Sean Waugh, director of the upcoming production, admits that this is an ambitious undertaking. "EQUUS is indeed a hefty work to pull off. It is controversial in nature and calls for an extremely dedicated and developed cast," he says. "I think the atmosphere in Montreal and at McGill, with the history of social activism and progressive thinking, is perfect."
January 12-15 and 19-22 at 8 pm, including 2 pm matinees on both Saturdays, 3480 McTavish, 3rd floor. $8 for adults, $6 for seniors and students. For more information call 398-6813.

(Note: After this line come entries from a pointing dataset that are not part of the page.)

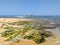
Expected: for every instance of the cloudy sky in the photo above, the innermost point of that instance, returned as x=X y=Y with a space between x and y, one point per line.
x=27 y=7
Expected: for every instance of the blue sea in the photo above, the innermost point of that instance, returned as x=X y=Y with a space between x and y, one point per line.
x=53 y=18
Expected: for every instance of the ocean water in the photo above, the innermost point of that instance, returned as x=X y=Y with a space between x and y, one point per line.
x=53 y=18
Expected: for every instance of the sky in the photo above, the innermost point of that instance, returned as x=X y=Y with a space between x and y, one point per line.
x=29 y=7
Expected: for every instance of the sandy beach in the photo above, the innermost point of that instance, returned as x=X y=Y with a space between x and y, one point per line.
x=49 y=40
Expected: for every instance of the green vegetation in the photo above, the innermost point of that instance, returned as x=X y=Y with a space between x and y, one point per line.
x=27 y=32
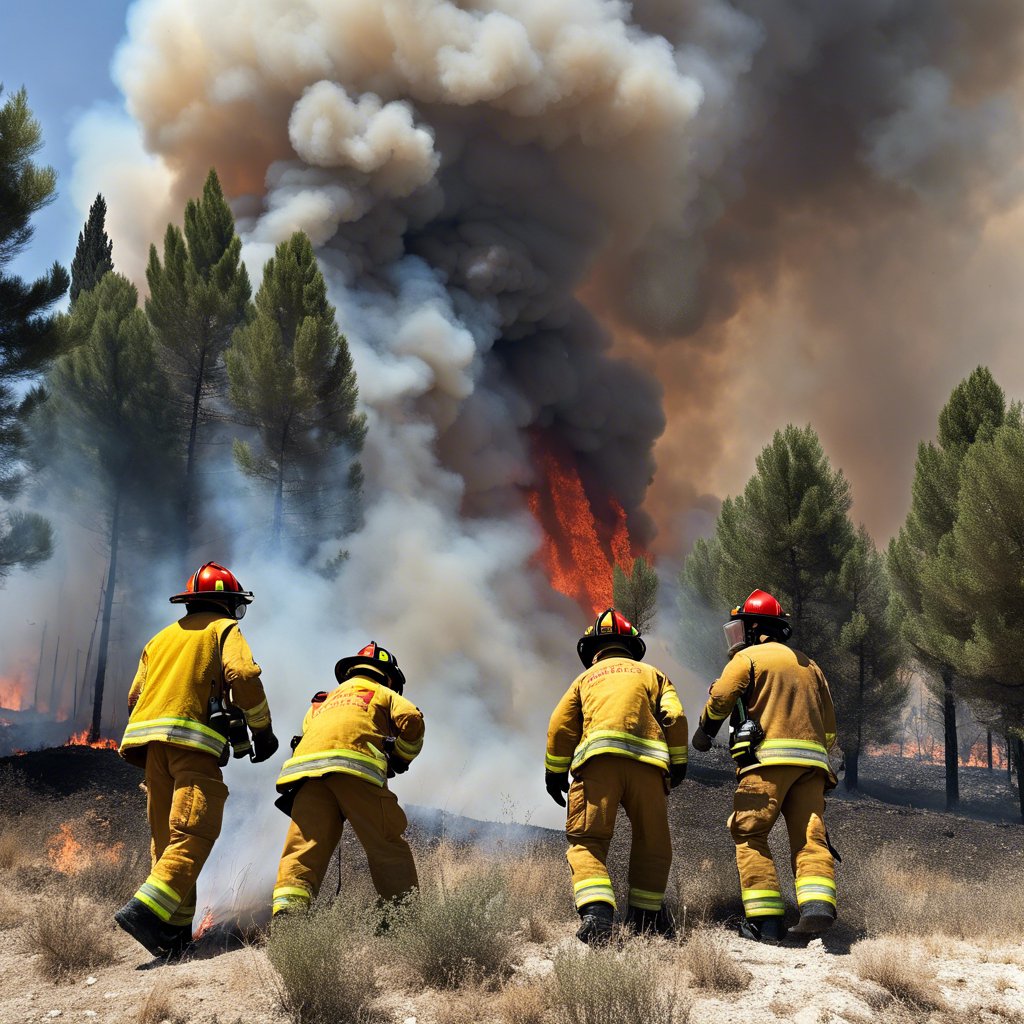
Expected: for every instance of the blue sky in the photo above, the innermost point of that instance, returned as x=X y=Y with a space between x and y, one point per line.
x=60 y=51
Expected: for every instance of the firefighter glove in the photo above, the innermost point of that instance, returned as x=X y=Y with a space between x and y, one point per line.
x=264 y=744
x=700 y=740
x=557 y=782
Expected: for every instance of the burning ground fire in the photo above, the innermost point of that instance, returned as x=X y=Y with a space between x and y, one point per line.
x=579 y=550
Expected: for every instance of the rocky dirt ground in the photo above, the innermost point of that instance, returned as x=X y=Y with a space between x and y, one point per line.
x=934 y=898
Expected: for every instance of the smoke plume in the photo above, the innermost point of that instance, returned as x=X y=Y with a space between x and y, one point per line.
x=564 y=222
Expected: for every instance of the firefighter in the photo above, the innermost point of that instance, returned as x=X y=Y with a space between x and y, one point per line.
x=622 y=732
x=195 y=679
x=782 y=726
x=354 y=738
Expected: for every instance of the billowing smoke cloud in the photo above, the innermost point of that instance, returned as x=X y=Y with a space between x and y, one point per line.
x=539 y=216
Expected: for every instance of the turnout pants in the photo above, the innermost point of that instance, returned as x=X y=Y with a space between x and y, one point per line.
x=321 y=808
x=600 y=785
x=799 y=794
x=185 y=806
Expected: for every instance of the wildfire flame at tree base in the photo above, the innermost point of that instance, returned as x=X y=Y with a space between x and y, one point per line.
x=579 y=549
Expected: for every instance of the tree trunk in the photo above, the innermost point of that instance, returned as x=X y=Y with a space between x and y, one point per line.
x=949 y=724
x=1019 y=757
x=104 y=633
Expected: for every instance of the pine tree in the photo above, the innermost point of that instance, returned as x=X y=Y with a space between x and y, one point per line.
x=932 y=626
x=873 y=690
x=199 y=294
x=29 y=335
x=93 y=253
x=980 y=567
x=291 y=378
x=635 y=595
x=112 y=417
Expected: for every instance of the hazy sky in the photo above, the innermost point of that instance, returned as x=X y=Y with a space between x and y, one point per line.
x=60 y=52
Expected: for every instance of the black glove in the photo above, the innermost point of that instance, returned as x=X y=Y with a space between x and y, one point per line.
x=700 y=740
x=557 y=782
x=264 y=744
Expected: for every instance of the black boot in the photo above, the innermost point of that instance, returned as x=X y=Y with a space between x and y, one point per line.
x=816 y=915
x=595 y=924
x=651 y=922
x=771 y=931
x=145 y=928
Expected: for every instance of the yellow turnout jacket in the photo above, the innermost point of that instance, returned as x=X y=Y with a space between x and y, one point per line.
x=617 y=707
x=201 y=655
x=344 y=731
x=787 y=694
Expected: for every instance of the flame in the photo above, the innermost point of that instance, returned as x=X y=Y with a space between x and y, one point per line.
x=69 y=856
x=571 y=552
x=206 y=923
x=10 y=694
x=82 y=739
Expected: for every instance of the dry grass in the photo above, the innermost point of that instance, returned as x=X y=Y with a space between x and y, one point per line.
x=70 y=936
x=706 y=956
x=462 y=926
x=159 y=1007
x=326 y=965
x=888 y=963
x=610 y=986
x=896 y=893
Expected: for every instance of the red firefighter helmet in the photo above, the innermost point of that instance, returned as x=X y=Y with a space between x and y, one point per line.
x=213 y=581
x=759 y=613
x=377 y=657
x=610 y=629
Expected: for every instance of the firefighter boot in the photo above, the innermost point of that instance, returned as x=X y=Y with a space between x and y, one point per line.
x=650 y=922
x=145 y=928
x=595 y=927
x=815 y=916
x=770 y=931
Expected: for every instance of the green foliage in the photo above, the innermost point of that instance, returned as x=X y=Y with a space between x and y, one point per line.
x=29 y=335
x=636 y=594
x=788 y=534
x=291 y=379
x=199 y=294
x=93 y=253
x=873 y=690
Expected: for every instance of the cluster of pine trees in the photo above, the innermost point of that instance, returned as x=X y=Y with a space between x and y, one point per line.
x=945 y=600
x=107 y=407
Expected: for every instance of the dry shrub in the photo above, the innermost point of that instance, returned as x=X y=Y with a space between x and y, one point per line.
x=610 y=986
x=896 y=893
x=523 y=1004
x=892 y=966
x=159 y=1007
x=705 y=893
x=326 y=964
x=461 y=926
x=542 y=890
x=706 y=955
x=70 y=936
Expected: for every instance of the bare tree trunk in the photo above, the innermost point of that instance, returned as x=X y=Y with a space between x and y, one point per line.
x=104 y=633
x=949 y=724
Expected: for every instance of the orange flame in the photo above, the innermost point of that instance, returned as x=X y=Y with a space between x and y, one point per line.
x=571 y=552
x=69 y=856
x=206 y=923
x=82 y=739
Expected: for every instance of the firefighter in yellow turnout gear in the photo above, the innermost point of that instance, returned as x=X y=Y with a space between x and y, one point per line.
x=353 y=739
x=782 y=725
x=622 y=732
x=187 y=675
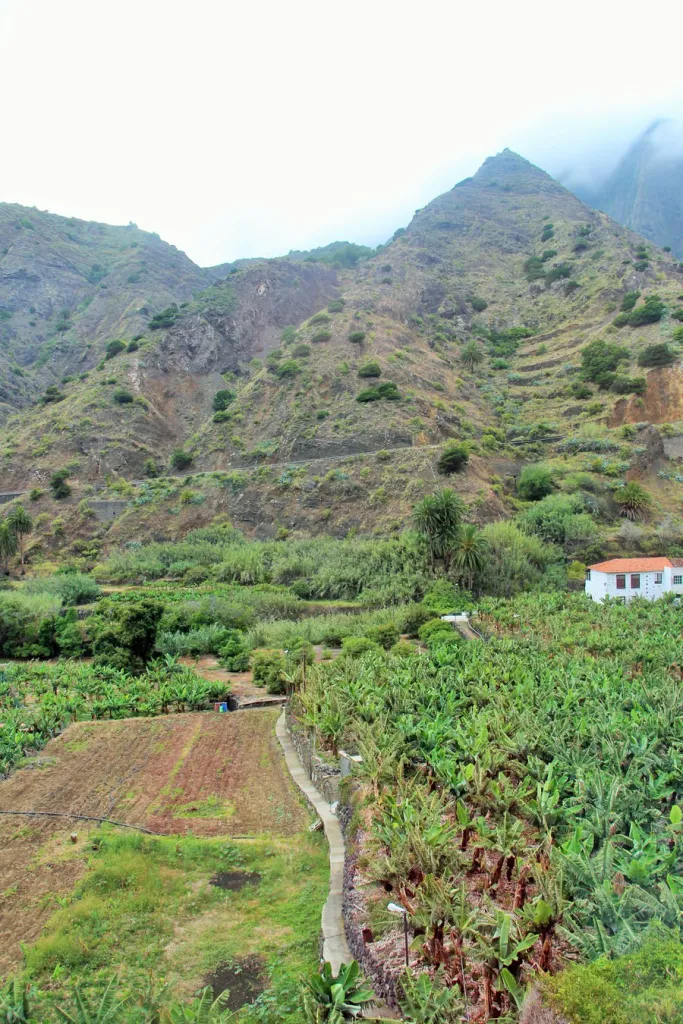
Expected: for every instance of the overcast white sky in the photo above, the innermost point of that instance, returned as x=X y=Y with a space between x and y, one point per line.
x=251 y=128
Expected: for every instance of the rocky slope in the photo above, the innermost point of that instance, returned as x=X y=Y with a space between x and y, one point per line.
x=508 y=263
x=69 y=286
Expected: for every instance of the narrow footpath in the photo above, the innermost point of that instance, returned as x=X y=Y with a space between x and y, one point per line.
x=335 y=948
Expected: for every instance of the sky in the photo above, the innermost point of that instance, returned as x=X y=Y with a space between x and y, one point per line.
x=254 y=128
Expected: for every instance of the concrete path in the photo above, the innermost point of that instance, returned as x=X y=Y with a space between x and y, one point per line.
x=335 y=948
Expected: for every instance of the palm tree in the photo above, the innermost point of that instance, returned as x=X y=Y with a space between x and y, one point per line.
x=633 y=501
x=22 y=523
x=470 y=553
x=438 y=518
x=471 y=355
x=8 y=544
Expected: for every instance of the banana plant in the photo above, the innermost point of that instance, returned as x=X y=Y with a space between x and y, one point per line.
x=109 y=1010
x=339 y=997
x=15 y=1004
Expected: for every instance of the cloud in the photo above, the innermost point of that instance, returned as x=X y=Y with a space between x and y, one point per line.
x=241 y=130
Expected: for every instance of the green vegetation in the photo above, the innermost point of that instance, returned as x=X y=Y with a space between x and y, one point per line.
x=600 y=360
x=222 y=399
x=535 y=482
x=656 y=355
x=387 y=390
x=454 y=457
x=510 y=755
x=113 y=348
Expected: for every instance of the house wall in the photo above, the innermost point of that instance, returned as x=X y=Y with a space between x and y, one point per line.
x=602 y=585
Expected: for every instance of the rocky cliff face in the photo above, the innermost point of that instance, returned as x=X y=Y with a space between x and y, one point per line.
x=375 y=366
x=69 y=286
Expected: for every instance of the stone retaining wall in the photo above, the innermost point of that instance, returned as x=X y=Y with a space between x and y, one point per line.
x=324 y=776
x=381 y=974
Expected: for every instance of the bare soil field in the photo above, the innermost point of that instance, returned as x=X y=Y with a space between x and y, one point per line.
x=206 y=773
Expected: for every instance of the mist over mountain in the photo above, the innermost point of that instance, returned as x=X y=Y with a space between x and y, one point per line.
x=644 y=188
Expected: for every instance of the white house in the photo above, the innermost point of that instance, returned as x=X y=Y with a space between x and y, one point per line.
x=627 y=578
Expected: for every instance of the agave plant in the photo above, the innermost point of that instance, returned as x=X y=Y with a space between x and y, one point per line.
x=334 y=998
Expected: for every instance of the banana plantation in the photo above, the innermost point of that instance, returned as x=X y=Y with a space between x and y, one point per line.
x=37 y=701
x=520 y=796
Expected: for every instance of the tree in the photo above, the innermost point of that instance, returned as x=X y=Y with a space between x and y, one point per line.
x=633 y=501
x=599 y=361
x=22 y=523
x=471 y=355
x=58 y=483
x=438 y=518
x=656 y=355
x=470 y=553
x=125 y=635
x=180 y=459
x=8 y=544
x=335 y=998
x=455 y=457
x=535 y=482
x=222 y=399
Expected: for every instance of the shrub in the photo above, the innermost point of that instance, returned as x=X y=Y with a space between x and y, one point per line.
x=432 y=628
x=416 y=616
x=454 y=458
x=387 y=390
x=370 y=370
x=125 y=634
x=58 y=483
x=180 y=459
x=268 y=670
x=288 y=369
x=114 y=348
x=122 y=397
x=628 y=385
x=535 y=482
x=656 y=355
x=599 y=361
x=355 y=646
x=629 y=301
x=165 y=318
x=650 y=311
x=222 y=399
x=385 y=635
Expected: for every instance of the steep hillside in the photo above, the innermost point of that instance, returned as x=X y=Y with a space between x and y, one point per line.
x=645 y=190
x=69 y=286
x=339 y=385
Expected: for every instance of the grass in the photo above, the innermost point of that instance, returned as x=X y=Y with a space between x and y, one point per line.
x=145 y=905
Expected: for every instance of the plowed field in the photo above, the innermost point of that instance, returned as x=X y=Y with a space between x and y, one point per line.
x=206 y=773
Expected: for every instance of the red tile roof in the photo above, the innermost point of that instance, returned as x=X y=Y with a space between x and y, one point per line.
x=633 y=565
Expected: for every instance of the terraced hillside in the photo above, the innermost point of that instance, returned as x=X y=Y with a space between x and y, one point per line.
x=306 y=396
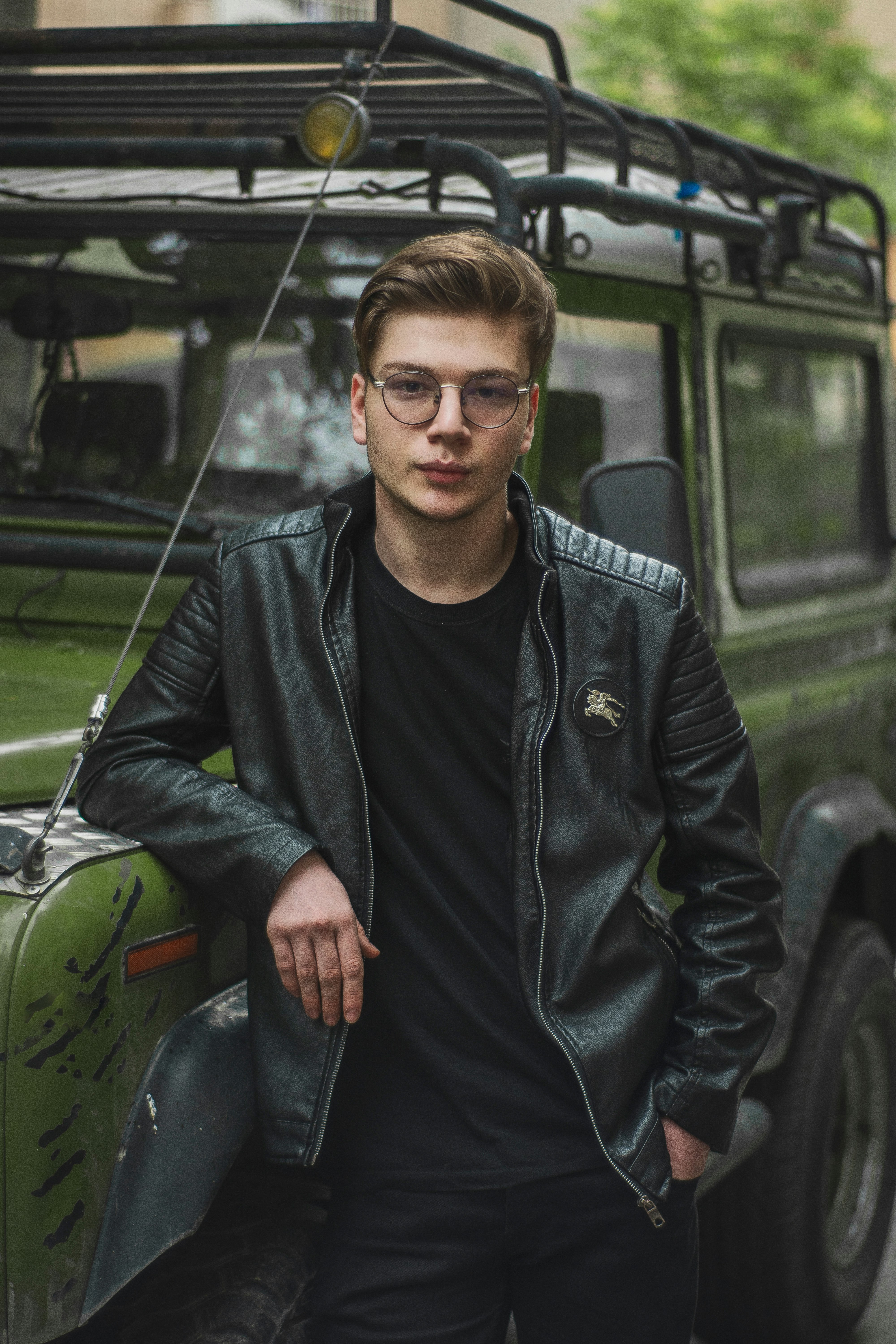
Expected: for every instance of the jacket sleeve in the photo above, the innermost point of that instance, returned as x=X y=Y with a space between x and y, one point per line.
x=730 y=923
x=144 y=779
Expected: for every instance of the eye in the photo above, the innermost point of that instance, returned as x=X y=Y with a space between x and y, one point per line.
x=493 y=390
x=410 y=386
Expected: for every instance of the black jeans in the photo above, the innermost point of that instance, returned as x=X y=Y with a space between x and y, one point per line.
x=573 y=1257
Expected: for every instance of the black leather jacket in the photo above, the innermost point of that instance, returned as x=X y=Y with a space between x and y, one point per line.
x=656 y=1017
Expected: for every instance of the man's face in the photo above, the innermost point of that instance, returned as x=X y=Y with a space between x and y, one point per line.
x=447 y=468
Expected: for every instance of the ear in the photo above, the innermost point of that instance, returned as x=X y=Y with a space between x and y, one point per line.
x=530 y=421
x=359 y=409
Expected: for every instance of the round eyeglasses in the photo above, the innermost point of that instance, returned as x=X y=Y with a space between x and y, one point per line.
x=488 y=401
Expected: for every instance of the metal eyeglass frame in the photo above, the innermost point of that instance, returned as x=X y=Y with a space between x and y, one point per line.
x=379 y=386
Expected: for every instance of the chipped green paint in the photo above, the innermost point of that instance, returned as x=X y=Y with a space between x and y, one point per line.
x=47 y=685
x=15 y=913
x=78 y=1041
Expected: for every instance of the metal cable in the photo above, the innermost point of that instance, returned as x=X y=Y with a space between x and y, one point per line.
x=33 y=859
x=267 y=319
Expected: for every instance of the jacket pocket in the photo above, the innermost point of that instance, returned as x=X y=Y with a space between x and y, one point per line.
x=660 y=933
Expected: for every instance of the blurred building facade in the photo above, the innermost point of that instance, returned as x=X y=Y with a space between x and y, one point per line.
x=875 y=21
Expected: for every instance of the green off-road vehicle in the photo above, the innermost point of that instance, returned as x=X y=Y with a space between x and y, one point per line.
x=719 y=397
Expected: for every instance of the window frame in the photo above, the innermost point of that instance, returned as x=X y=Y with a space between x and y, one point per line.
x=670 y=369
x=792 y=339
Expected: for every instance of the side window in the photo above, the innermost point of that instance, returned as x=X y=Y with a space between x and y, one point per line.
x=605 y=404
x=805 y=479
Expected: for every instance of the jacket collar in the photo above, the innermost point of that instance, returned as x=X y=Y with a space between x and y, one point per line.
x=350 y=506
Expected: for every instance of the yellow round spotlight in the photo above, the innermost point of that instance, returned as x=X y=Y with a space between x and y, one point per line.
x=324 y=124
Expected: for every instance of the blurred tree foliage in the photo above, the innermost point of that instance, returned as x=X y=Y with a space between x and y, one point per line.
x=785 y=75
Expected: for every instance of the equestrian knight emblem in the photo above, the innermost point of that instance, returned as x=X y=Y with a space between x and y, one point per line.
x=600 y=706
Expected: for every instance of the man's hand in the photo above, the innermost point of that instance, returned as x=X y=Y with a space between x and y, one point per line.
x=319 y=946
x=688 y=1155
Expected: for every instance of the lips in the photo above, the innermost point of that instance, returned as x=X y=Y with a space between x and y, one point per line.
x=444 y=474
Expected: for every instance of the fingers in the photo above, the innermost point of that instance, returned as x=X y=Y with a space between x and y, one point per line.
x=306 y=972
x=367 y=947
x=353 y=967
x=319 y=944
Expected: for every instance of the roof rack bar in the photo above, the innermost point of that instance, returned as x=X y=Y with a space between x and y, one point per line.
x=524 y=24
x=733 y=150
x=237 y=42
x=637 y=206
x=148 y=153
x=605 y=112
x=500 y=72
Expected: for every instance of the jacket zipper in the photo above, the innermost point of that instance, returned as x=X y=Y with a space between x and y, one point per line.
x=644 y=1200
x=369 y=911
x=653 y=924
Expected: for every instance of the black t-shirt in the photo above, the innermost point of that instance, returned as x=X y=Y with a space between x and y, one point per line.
x=445 y=1080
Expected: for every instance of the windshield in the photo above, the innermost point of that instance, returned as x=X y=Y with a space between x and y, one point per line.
x=123 y=400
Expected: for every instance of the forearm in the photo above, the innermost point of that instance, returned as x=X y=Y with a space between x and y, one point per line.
x=211 y=835
x=730 y=932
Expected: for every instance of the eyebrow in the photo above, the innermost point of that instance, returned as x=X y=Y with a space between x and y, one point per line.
x=404 y=366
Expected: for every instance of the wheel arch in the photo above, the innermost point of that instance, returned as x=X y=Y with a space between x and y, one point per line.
x=838 y=851
x=191 y=1116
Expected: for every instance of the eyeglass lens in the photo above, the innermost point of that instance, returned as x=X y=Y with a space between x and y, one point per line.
x=414 y=400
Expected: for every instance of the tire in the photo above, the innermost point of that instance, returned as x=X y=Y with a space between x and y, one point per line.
x=244 y=1279
x=792 y=1243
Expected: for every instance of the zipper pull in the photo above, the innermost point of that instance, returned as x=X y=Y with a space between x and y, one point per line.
x=652 y=1212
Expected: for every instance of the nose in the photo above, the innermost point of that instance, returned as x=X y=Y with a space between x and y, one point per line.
x=449 y=420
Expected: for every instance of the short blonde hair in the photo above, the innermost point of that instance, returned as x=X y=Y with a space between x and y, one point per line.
x=460 y=274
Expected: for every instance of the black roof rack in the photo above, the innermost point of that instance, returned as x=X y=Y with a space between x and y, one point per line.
x=246 y=119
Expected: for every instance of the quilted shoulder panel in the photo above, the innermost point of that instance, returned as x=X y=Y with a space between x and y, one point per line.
x=571 y=544
x=187 y=647
x=699 y=708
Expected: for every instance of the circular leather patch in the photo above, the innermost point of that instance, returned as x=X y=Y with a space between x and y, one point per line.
x=601 y=708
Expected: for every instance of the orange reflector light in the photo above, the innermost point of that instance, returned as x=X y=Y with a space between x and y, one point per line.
x=159 y=954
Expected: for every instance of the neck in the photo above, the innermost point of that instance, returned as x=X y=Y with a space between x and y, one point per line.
x=452 y=561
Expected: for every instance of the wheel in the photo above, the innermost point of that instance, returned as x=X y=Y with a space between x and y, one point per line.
x=244 y=1279
x=792 y=1243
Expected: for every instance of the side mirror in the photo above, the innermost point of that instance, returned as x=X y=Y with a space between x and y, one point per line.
x=78 y=312
x=793 y=228
x=641 y=506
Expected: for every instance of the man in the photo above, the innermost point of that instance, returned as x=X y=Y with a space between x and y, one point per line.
x=461 y=728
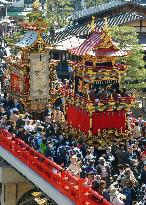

The McGill chapter of Engineers Without Borders will hold their annual general meeting on January 25. Any students, faculty or alumni with an interest in international development are encouraged to attend - engineering experience is optional. If helping developing countries worldwide isn't enough of a draw, fair trade coffee and snacks will be served. As well, Martin Fogl (U3 Civil Engineering) will be sharing his experiences in Senegal improving water availability and quality to the community.
January 25, 4:30 pm in room 1050, Wong Building.
All you engineer-philes take note: from January 19 to 22, McGill will host the 22nd annual Quebec Engineering Competition. More than 200 top students from a dozen universities will be duking it out in this year's edition, titled "Engineering the Urban Elements."
The competition premise is simple, though dastardly. Teams in six categories will be given 16 hours to create machines that must complete a series of tasks, none of which will be announced prior to the start of the contest. Winners in each of the six categories will advance to represent Quebec at the Canadian Engineering Competition in March.
As with all top-flight sporting events, no expense has been spared in terms of the venue. The Montreal Science Centre will be equipped with bleacher seating, bilingual commentary and overhead screens to capture all the thrills and heartbreaks. Bring your giant foam "We're #1" finger and root, root, root for the home team.
Admission free. Final rounds, January 21 from 9 am to 5 pm at the Montreal Science Center, King Edward's Pier at the Old Port.